About the author: The authors are Fourth Year students of Gujarat National Law University (GNLU). On 12 July 2020, an expert committee established by the Ministry of Electronics and Information Technology released its report on the “Non-Personal Data Governance Framework” for the country. The report identifies the potential of data as a commodity, and aims to leverage non-personal data for domestic development.
Non-personal data and the need to regulate it
Non personal data is a set of anonymised or aggregated data which excludes personally identifiable information. This means that individuals cannot be identified using such data. The criteria of identifiability depends on a multitude of factors such as any characteristic, trait, feature of the identity of a natural person, or a combination of such features.

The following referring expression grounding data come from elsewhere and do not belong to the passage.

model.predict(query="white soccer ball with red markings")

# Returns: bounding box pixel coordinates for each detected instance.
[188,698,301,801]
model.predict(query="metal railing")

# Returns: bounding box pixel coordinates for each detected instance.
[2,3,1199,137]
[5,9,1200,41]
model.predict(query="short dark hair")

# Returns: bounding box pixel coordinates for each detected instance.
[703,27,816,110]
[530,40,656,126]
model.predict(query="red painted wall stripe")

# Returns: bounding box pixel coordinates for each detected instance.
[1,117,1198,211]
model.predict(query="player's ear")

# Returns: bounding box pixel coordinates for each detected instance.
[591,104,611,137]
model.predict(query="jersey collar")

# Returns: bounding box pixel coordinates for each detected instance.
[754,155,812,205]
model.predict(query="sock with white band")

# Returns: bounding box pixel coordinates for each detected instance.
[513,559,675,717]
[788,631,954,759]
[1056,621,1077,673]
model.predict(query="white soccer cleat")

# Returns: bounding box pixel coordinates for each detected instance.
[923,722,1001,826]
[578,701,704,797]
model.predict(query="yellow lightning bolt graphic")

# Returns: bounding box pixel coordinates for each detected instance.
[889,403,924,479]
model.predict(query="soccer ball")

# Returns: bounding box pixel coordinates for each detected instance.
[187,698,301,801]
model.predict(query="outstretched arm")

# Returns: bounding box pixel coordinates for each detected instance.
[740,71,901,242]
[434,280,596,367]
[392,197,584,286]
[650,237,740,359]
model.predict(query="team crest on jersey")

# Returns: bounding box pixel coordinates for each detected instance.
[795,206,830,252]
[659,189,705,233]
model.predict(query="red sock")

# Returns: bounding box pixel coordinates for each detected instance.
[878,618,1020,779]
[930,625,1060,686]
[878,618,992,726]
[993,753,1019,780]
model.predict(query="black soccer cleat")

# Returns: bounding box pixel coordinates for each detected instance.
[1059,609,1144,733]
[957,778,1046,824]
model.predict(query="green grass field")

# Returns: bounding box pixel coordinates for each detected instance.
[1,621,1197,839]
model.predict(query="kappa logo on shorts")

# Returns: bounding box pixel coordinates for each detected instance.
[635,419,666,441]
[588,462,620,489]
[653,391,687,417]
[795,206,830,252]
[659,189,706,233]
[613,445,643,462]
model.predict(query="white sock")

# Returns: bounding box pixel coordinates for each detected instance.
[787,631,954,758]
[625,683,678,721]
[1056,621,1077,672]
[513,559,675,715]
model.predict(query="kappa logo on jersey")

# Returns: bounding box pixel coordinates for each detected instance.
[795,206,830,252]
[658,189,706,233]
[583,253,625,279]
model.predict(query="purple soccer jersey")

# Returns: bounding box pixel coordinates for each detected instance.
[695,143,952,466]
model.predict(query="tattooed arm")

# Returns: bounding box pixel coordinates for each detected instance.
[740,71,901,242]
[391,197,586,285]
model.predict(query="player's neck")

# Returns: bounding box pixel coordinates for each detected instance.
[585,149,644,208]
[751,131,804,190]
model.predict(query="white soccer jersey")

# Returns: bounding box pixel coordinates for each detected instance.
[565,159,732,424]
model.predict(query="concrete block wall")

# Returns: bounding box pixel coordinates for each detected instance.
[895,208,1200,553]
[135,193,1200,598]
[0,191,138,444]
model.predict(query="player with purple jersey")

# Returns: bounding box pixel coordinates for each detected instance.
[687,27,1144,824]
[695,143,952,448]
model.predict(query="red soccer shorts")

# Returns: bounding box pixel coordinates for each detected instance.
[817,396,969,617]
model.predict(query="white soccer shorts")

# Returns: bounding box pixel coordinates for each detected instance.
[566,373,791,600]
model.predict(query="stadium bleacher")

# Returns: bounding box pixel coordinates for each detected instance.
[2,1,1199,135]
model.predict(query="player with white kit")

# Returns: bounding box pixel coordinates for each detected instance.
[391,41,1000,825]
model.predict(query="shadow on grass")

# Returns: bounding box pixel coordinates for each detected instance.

The idea behind a law for non-personal data (‘NPD’) emanates from the recognition that data has an economic value, which should not be restricted to big companies that have access to a large amount of data by virtue of their hegemony in the data market. NITI Aayog has also noted, in its discussion paper, that concentration of data in the hands of few dominant players creates high entry barriers for small businesses. In a conversation about the report, Kris Gopalakrishnan, the head of the Committee, stated that since larger businesses have the wherewithal to comply, the intent is to make it easy for smaller companies to become a data business and get access to data. Moreover, recognising collective data as a resource, the expert committee on NPD believes that it is an invaluable resource that can be used for good governance.
Types of Data
The Report divides NPD into three categories: (1) Public NPD, which is data collected or generated by the government/any agency of the government; (2) Community NPD, which includes ‘raw/factual’ data belonging to any community (group bound by common interests); and (3) Private NPD, which is derived from assets or processes privately-owned. Private NPD, unlike Community data, includes inferred or derived data and insights involving application of algorithms and proprietary knowledge, along with data about non-Indians.

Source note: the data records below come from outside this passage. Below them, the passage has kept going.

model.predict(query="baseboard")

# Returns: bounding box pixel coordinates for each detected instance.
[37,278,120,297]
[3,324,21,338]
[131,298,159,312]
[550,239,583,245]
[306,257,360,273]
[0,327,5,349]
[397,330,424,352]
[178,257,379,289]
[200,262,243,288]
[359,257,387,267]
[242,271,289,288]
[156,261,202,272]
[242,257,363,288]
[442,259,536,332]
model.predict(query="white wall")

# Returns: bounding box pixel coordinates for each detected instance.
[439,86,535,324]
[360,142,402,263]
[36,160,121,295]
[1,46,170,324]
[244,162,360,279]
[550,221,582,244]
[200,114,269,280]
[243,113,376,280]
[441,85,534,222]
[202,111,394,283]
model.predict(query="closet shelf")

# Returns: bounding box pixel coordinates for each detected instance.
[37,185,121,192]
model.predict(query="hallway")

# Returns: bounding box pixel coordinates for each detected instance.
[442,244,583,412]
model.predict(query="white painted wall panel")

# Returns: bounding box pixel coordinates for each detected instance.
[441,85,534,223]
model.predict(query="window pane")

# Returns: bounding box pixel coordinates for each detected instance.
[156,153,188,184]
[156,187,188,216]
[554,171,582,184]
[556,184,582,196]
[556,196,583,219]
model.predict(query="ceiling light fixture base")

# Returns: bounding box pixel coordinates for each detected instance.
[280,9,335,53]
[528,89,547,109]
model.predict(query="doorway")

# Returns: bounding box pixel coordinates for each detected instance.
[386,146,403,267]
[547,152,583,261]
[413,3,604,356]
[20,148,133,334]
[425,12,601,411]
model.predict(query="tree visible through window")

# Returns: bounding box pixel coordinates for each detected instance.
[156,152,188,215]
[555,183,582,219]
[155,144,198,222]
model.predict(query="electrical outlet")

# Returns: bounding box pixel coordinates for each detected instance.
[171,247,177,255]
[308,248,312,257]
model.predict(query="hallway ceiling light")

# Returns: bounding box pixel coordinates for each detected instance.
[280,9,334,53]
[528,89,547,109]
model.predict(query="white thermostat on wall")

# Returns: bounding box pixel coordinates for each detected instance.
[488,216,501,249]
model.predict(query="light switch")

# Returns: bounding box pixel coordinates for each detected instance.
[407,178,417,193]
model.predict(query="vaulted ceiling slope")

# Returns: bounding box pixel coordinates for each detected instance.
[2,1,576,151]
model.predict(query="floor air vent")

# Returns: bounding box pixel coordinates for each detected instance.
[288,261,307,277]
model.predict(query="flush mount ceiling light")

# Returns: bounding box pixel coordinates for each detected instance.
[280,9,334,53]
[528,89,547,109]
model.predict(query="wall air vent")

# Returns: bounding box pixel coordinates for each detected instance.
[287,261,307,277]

The concept of ‘sensitive data’, which, inter alia, relates to national security or data bearing risk of collective harm to the group, has been inherited from the Personal Data Protection Bill, 2019 (‘PDP’). Further, since the consent clause under PDP for collection and processing of personal data is not wide enough to cover personal data which is anonymised such that all personal identifiers are removed, thereby converting it into NPD, the Committee suggests that the data principal be asked for her consent for anonymisation of data and its subsequent usage. However, in a competitive and innovative market where uses of data are multitudinous and ever-expanding, it is impractical to expect that a data principal will be informed of all potential uses of her data. Moreover, the lack of periodic monitoring in such regard would incentivise companies to use data for purposes that have not been consented to. The only safeguard in this regard is that the data custodian, who undertakes all processing of such data, has to do so in a manner that is in the best interests of the data principal, and with a duty of care towards the community.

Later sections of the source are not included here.